In the continuing research around what might cause the development of type-2 diabetes, a recent paper published in Nature Communications turns to a mysterious spontaneous reaction in the proteins inside the pancreas. In particular, the paper studies one, ordinarily helpful molecule, that transforms into a distinctly unhelpful one.

The molecule is known as human islet amyloid (hIAPP), but through the changes that occur to it, its name and make up to become an abnormal protein ‘clump’ known as an amyloid fibril.

A build-up of these amyloid fibrils is often seen in people living with type-2 diabetes.

Working alongside insulin inside the pancreas, our digestive systems need hIAPP to regulate blood glucose levels and the amount of food in the stomach. When hIAPP malfunctions, it can become clumps of these amyloid fibrils, which then begin to attack and kill the insulin-producing cells in the pancreas.

Once a mysterious occurrence in the body, a research team at the University of Leeds has managed to identify the step-by-step changes that happen in the molecule and result in its toxic transformation.

On top of this, they also claim to have discovered two compounds, known as molecule modulators, which can control the transformation of this molecule. They say that one of the compounds delays the change from hIAPP to amyloid fibril, while the other speeds it up.

Understanding these compounds is an important step in the development of medicine that could stop or control amyloid fibril formation, and thus help in the treatment of type-2 diabetes.

Supervisor of the research, Professor Sheen Radford, is understandably excited by the findings.

‘This is an exciting and huge step forward in our quest to understand and treat … and tackle a major health issue that is growing at an alarming rate.’

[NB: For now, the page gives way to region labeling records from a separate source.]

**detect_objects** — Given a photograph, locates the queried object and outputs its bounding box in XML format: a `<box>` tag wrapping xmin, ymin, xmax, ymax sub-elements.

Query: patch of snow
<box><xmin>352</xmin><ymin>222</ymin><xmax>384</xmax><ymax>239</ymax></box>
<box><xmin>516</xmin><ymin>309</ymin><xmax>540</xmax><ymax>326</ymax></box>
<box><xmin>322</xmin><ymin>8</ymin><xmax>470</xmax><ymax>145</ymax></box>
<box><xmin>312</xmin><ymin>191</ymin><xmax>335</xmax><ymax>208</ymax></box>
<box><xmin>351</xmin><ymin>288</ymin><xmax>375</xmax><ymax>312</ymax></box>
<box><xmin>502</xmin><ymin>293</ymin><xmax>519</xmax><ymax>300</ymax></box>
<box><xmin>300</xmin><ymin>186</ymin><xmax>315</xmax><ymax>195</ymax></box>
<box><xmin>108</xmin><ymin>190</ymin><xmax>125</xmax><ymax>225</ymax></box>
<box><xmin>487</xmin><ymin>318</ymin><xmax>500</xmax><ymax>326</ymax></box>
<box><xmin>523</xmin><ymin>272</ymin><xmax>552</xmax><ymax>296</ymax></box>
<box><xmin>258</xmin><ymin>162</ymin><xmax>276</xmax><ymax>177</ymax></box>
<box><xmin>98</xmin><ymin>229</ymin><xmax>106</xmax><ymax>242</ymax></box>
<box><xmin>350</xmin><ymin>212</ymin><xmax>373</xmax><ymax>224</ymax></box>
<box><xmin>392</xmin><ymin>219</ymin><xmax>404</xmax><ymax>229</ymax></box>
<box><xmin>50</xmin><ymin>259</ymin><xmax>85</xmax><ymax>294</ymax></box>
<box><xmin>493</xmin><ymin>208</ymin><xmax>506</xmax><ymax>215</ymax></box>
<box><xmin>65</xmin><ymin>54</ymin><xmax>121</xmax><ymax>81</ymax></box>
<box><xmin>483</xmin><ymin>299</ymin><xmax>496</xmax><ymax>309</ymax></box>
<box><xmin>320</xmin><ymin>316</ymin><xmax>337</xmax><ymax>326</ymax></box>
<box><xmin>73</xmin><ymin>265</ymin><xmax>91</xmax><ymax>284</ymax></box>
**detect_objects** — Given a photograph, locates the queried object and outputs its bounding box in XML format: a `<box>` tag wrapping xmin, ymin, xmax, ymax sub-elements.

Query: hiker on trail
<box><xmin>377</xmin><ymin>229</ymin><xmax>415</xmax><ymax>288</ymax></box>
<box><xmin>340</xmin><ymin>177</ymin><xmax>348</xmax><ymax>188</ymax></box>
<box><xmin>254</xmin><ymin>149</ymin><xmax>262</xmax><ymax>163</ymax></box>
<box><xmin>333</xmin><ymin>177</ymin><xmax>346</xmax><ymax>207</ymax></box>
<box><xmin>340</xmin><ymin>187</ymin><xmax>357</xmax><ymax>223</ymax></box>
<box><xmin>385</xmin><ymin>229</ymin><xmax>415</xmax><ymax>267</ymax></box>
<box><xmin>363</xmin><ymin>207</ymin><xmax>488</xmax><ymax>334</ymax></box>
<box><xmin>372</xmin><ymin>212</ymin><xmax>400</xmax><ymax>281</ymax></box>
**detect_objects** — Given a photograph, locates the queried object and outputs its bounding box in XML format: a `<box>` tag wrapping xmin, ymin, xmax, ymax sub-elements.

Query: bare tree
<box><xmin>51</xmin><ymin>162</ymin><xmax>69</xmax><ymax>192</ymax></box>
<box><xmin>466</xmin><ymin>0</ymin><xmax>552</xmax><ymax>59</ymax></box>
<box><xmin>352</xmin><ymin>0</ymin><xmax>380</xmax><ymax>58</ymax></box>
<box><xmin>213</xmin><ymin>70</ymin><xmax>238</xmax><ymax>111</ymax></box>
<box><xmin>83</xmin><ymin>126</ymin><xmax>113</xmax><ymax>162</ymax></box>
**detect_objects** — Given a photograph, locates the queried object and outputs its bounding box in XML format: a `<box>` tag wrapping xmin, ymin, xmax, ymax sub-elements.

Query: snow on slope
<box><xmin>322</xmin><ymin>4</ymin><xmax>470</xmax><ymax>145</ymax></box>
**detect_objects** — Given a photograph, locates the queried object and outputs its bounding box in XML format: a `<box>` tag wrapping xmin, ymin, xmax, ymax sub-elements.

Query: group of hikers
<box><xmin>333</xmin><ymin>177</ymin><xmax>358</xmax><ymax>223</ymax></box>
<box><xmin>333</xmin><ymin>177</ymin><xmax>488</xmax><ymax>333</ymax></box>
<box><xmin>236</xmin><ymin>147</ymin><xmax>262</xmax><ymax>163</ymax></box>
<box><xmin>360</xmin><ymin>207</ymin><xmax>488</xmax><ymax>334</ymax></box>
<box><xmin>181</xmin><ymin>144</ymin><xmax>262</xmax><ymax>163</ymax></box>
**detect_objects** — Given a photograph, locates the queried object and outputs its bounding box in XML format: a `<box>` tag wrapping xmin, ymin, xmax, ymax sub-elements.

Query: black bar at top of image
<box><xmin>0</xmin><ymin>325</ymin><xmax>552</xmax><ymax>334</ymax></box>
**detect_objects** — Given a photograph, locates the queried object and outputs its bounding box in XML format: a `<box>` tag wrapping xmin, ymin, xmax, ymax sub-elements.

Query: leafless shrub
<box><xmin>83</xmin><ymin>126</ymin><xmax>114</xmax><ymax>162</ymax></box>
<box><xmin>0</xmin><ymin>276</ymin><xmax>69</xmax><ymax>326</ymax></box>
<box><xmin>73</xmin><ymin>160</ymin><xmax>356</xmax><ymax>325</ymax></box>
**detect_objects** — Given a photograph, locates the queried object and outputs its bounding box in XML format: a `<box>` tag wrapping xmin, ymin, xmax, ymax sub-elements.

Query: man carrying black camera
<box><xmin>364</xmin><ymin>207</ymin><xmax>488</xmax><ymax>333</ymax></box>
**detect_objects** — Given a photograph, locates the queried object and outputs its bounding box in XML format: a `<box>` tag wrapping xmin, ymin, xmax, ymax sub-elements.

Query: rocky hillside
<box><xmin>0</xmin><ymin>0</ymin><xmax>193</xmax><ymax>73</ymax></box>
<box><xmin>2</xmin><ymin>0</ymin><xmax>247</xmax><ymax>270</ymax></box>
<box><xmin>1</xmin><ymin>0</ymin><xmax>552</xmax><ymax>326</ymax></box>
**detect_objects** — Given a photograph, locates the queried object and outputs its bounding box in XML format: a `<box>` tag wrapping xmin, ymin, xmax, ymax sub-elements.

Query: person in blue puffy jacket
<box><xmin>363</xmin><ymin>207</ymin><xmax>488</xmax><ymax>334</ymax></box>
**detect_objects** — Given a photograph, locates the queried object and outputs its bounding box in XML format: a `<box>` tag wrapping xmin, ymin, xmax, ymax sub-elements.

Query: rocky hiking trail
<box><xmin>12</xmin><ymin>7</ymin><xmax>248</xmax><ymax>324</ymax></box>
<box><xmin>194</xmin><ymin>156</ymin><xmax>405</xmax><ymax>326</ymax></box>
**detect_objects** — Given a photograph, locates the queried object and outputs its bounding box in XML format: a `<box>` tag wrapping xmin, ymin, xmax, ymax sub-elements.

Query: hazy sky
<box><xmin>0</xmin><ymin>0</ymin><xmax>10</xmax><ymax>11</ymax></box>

‘The compounds we have discovered are a first and important step towards small molecule intervention in a disease that has foxed scientists for generations.’

Beyond its impact on the development of type-2 diabetes, the presence of amyloid fibrils is also believed to be linked to a range of other conditions, including Alzheimer’s Disease and Parkinson’s Disease.

‘The results are hugely exciting as they open the door to using the same type of approaches to understanding other amyloid diseases, the vast majority of which currently lack any treatments’, Radford says.

For thirty years, this transformation has been something that scientists have sought to understand. This study’s findings are an exciting step forward in developing more knowledge around the onset of type-2 diabetes.

The study in full can be found here.

Key points

• There is a molecule in the pancreas (known as hIAPP) that, upon malfunction, can negatively impact insulin production in the pancreas. People with type-2 diabetes are found to have a build-up of the malfunctioning molecules.
• The mysteries around this malfunction have been unpicked by a team at the University of Leeds, who have discovered the ways in which the molecule transforms, as well as compounds that slow down and speed up the change.
• These discoveries can help in the development of medicine for halting or controlling this malfunction, and thus helping to treat type-2 diabetes.